Abstract: To investigate the buckling modes and failure characteristics of cold-formed thin-walled
steel quadruple-limb built-up box-section columns, column specimens were tested under axial and
eccentric compression, respectively. The load-displacement curves and ultimate bearing capacity of
specimens were obtained. The finite element models considering material, geometry and contact
nonlinearity were also built to simulate and analyze the specimens. The results of FEM agree well
with the test results, validating the reasonability of finite element method. With the finite
element models, the influences of slenderness ratio, spacing and location of screws, eccentricity
and eccentric direction on the eccentric mechanical behavior of these columns were studied. The
results show that the hinge joint can be simulated by double knife-edge support very well.

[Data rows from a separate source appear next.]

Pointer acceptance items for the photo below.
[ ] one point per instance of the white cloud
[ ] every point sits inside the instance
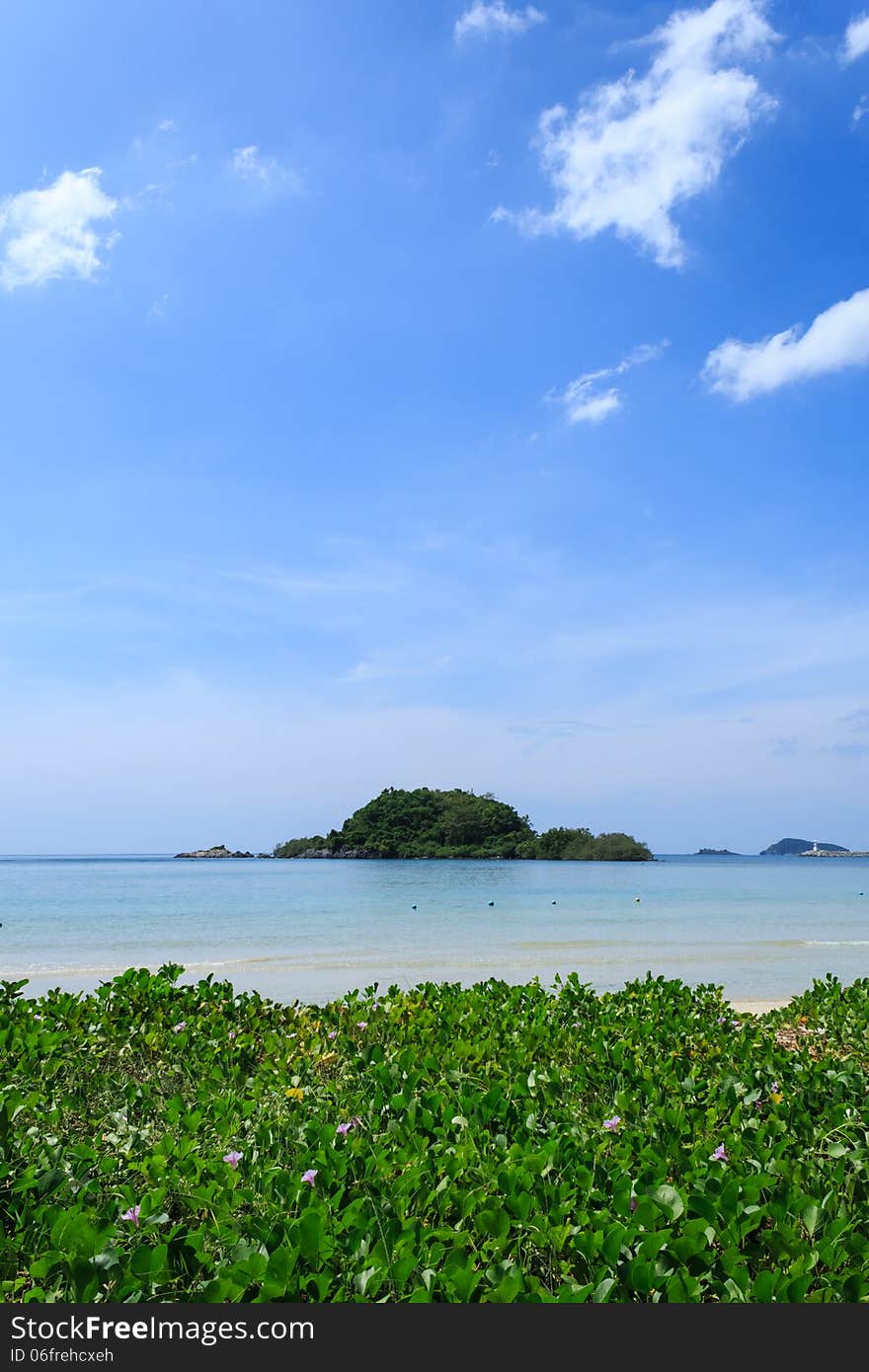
(587, 404)
(49, 233)
(834, 340)
(267, 173)
(857, 38)
(639, 147)
(484, 20)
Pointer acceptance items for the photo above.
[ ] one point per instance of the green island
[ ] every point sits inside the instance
(456, 823)
(496, 1143)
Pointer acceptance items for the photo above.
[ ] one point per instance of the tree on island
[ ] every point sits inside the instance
(456, 823)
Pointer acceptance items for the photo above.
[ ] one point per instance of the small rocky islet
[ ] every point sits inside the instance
(220, 851)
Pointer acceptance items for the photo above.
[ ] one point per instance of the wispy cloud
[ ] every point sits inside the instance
(482, 21)
(639, 147)
(855, 38)
(390, 668)
(784, 746)
(266, 172)
(584, 400)
(49, 233)
(853, 751)
(858, 721)
(836, 340)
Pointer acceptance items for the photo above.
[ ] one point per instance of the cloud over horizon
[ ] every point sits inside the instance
(482, 20)
(855, 38)
(266, 172)
(836, 340)
(587, 404)
(640, 147)
(51, 232)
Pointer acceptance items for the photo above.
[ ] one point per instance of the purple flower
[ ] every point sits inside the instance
(353, 1122)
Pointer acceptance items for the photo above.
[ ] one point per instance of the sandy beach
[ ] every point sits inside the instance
(756, 1007)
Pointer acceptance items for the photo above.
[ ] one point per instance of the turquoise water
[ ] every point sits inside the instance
(762, 928)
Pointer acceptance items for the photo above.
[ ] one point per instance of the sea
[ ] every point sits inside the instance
(312, 931)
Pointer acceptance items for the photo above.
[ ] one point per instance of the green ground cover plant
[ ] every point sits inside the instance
(172, 1142)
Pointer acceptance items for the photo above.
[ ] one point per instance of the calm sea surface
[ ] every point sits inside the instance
(312, 931)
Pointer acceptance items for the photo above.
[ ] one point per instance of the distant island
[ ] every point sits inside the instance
(220, 851)
(792, 847)
(456, 823)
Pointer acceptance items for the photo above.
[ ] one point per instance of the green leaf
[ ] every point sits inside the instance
(669, 1199)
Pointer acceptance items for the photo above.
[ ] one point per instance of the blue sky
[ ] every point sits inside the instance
(464, 394)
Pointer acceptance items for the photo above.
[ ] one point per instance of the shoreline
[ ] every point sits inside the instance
(759, 1007)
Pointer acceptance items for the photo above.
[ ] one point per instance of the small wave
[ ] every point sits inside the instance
(833, 943)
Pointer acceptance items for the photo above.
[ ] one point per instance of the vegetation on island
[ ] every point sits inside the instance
(456, 823)
(165, 1142)
(792, 847)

Those
limbs of built-up columns can work in collaboration with each other when the spacing of screws is
300mm. The failure mode of specimen in axial compression or in eccentric compression around weak
axis is the overall flexural buckling. The failure mode of specimen in eccentric compression
around strong axis is the flexural-torsional buckling, but the torsion effect is not obvious. The
ultimate bearing capacity and stiffness of built-up columns in eccentric compression may decrease
with the increase of slenderness ratio or eccentricity. With the same eccentricity, the ultimate
bearing capacity and stiffness of built-up columns around strong axis are slightly higher than
those of columns around weak axis.